Stavo provando, forse per la prima volta, qualcosa per una ragazza, un’amica che sapevo non lo sarebbe stata più di lì a poco, perché il mio comportamento faceva di tutto per allontanarla da me. (Per la prima volta, sì, ma non era la prima volta che pensavo di essere “differente” da quello che vedevo in giro fin da piccola). Alla fine riuscii ad allontanare questa ragazza, perché non riuscivo più a parlarle e il mio atteggiamento l’aveva portata a pensare che non la considerassi più una persona piacevole con cui stare.

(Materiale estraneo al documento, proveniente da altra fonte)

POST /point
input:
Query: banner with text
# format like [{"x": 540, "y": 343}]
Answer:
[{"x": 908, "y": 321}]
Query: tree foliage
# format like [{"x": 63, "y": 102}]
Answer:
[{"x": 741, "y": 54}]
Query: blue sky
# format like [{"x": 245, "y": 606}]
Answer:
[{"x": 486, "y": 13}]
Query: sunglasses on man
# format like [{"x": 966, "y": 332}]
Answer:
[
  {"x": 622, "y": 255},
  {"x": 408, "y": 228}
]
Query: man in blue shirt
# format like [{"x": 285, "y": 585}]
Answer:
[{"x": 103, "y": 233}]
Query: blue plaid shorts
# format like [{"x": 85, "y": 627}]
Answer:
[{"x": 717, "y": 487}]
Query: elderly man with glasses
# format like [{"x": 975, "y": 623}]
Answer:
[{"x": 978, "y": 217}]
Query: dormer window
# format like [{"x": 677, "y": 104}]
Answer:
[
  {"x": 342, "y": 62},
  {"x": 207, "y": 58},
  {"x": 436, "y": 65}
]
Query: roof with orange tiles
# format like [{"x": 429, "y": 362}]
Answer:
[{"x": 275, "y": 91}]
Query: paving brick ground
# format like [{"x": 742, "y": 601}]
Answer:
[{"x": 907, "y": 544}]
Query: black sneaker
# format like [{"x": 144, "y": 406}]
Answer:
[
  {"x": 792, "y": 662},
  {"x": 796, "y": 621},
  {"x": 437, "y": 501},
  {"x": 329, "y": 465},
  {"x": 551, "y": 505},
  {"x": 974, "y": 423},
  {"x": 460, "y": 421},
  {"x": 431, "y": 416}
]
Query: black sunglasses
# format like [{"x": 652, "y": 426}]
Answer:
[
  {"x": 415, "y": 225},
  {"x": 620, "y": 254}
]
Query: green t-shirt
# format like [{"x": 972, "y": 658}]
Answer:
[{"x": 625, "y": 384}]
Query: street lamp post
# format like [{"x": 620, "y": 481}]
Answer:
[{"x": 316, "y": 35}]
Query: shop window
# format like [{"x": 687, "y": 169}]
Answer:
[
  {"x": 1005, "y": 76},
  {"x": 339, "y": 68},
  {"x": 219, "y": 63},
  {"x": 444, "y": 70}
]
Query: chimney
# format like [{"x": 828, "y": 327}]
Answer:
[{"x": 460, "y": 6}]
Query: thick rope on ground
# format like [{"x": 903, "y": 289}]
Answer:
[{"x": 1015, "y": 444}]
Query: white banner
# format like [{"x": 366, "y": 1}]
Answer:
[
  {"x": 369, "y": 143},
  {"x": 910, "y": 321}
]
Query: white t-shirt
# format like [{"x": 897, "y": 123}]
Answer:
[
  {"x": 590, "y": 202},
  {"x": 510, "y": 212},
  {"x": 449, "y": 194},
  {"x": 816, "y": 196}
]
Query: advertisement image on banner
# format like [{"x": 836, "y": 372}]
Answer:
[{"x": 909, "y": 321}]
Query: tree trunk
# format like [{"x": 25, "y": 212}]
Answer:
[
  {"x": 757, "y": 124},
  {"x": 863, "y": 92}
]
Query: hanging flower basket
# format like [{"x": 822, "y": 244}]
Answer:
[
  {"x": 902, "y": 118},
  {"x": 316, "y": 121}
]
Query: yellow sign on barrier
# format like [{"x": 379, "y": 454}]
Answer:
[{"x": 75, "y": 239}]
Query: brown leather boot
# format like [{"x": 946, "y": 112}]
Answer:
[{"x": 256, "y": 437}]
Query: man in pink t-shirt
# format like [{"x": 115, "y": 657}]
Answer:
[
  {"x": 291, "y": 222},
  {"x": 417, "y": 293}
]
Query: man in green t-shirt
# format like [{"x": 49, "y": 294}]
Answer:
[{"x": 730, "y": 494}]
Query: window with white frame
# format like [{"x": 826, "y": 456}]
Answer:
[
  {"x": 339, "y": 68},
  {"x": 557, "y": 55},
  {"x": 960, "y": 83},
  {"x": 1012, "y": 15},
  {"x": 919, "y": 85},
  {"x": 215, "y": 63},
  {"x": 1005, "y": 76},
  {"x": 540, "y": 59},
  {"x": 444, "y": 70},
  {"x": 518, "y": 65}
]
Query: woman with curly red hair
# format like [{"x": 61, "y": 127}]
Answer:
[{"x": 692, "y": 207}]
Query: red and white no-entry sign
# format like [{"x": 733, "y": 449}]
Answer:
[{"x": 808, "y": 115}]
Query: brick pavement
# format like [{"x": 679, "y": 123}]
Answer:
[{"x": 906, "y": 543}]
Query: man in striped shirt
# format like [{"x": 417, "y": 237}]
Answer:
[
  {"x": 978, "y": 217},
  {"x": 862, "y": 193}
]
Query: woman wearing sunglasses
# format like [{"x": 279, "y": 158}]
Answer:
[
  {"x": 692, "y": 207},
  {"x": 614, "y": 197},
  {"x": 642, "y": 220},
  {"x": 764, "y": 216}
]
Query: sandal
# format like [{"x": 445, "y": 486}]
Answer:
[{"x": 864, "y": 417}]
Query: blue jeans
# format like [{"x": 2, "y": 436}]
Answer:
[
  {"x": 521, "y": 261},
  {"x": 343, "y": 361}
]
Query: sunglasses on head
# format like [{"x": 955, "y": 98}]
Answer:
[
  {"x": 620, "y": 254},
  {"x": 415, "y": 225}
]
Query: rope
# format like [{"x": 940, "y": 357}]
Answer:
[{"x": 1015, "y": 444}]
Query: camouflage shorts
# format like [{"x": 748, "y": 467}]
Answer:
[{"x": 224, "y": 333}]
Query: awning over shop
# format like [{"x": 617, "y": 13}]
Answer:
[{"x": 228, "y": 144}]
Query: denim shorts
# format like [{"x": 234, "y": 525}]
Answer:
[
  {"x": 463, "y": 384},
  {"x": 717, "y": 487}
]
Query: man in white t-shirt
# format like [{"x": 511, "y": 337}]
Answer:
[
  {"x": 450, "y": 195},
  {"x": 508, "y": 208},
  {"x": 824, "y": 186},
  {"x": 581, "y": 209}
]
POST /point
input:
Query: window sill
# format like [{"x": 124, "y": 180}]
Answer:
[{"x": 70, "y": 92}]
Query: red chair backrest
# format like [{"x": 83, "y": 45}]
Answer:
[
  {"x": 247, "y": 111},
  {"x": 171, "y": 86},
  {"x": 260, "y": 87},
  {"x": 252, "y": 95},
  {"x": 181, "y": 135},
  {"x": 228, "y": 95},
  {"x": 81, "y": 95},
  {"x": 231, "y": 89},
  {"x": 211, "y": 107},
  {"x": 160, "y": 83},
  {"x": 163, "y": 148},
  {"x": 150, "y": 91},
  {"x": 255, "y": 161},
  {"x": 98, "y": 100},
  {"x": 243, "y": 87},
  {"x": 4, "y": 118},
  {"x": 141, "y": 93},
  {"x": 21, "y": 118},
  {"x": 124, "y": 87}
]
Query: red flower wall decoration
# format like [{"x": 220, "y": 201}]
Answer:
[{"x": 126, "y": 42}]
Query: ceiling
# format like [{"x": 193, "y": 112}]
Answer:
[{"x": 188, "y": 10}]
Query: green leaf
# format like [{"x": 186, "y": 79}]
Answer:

Terminò la scuola, ma il fine settimana, in discoteca, c’era sempre lei, la mia amica che non avevo più, quella persona che non sapevo nemmeno io cosa fosse stata per me, se un’amica, una sorella, un amore mai pronunciato. C’era lei e io bevevo, per avere un altro stato d’animo, per riuscire a ridere e a scherzare. Per riuscire a non pensare e a vedere in lei solo il bello che c’era stato nella nostra amicizia. Era meglio, almeno in quel momento di leggera ubriachezza, non ricordarmi le notti insonni, passate a piangere strozzando i rumori della mia sofferenza.

Durante l’anno scolastico non dormivo mai, appena pensavo che sarei andata a letto cominciavano le palpitazioni, il sudore, la stanchezza che faceva a botte con l’ansia, e più sentivo il bisogno di dormire e più non dormivo. Tutto questo perché la mattina seguente mi sarei seduta, come tutte le mattine, accanto a lei, senza sapere più cosa dirle, facendo la sciocca.

Ovviamente il problema non era avere accanto una persona di cui essersi presi una cotta e restare imbarazzati per cinque ore di seguito. Era molto di più, ancora non so nemmeno io spiegarlo. Ma era molto di più, e questa situazione mi logorava. Era un punto interrogativo di una vita che non capivo, di un rapporto che non sapevo come chiamare né gestire, di un insieme di stati d’animo che non sapevo a chi raccontare nonostante gli amici intorno.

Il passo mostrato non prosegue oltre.